Sermon PlagiarismApril 24, 2007
Thomas G. Long has an excellent piece in the Christian Century about preachers plagiarizing sermons. The piece is entitled "Stolen goods: Tempted to plagiarize." It is quite lengthy as he carefully tackles this issue from several perspectives. Here are a couple of highlights:
Perhaps as much or more than any other form of communication, preaching depends upon a cord of trust binding together the speaker and the listener, the preacher and hearer. A good sermon consists not primarily in flawless logic, soaring poetry or airtight arguments, but in passionately held truth proclaimed with conviction. To compromise the truth in ways that hearers would consider deceptive makes them reluctant to extend this necessary trust and damages the witness. For evidence, we can point to the hard disillusionment and sense of betrayal experienced by many in congregations where pastors have been caught plagiarizing sermons.Amen! We are supposed to be people of the Truth and thus our words must be truthful in all ways. It is sad when preachers do things that would get my students an "F" on their speeches. It is time for us to set the example and be above reproach.
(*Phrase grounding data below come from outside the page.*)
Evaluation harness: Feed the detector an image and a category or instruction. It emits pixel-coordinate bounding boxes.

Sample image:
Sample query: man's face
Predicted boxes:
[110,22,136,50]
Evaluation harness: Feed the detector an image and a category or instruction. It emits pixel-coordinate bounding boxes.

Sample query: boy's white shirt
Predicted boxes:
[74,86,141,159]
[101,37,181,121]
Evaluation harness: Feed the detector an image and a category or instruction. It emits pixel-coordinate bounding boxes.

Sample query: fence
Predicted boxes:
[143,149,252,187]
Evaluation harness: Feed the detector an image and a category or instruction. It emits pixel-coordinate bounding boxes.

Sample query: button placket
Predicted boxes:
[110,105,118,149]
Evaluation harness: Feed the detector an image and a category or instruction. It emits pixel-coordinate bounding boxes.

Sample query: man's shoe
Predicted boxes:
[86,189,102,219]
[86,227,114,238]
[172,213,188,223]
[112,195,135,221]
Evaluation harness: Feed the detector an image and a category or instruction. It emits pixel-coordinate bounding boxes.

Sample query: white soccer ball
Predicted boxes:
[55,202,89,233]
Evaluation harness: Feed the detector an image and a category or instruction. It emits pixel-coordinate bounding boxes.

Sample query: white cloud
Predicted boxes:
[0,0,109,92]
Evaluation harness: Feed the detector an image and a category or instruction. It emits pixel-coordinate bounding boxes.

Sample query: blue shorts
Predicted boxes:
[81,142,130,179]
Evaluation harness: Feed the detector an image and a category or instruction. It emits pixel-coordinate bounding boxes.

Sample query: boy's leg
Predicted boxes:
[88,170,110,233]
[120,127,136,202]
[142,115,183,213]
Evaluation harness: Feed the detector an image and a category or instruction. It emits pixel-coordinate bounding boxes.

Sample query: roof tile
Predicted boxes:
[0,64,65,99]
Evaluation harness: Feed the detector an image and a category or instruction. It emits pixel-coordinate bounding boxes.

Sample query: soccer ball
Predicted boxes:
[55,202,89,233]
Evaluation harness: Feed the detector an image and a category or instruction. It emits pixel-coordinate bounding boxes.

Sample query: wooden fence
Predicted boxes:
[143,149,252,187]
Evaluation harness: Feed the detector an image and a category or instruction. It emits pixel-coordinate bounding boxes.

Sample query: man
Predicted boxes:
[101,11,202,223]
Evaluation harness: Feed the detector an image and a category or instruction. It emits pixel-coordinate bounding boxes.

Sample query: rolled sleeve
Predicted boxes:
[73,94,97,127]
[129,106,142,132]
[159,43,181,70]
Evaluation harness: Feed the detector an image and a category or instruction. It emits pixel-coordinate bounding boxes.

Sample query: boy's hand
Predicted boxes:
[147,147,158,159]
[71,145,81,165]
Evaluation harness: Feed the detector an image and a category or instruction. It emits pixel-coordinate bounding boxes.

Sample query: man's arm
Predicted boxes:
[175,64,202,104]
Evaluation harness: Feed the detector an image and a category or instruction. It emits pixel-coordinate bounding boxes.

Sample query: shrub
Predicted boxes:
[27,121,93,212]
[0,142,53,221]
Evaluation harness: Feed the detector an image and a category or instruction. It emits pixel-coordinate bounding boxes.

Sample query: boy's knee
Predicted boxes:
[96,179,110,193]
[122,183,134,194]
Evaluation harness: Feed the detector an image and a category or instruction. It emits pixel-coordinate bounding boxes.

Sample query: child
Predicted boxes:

... A good test of this point is to ask, What would happen if the preacher told the truth? "Hey folks, it's been a busy week and I didn't have time to work on a sermon, and honestly, I'm not all that creative anyway. So this is a little something I found on the 'net.'" The fact that the air would immediately go out of the room is a reliable indicator that the tacit agreement of the sermon event has been violated. This is why plagiarists, for all their blather about God's words being free for all, never confess their true sources and always imply that these words are coming straight from the heart.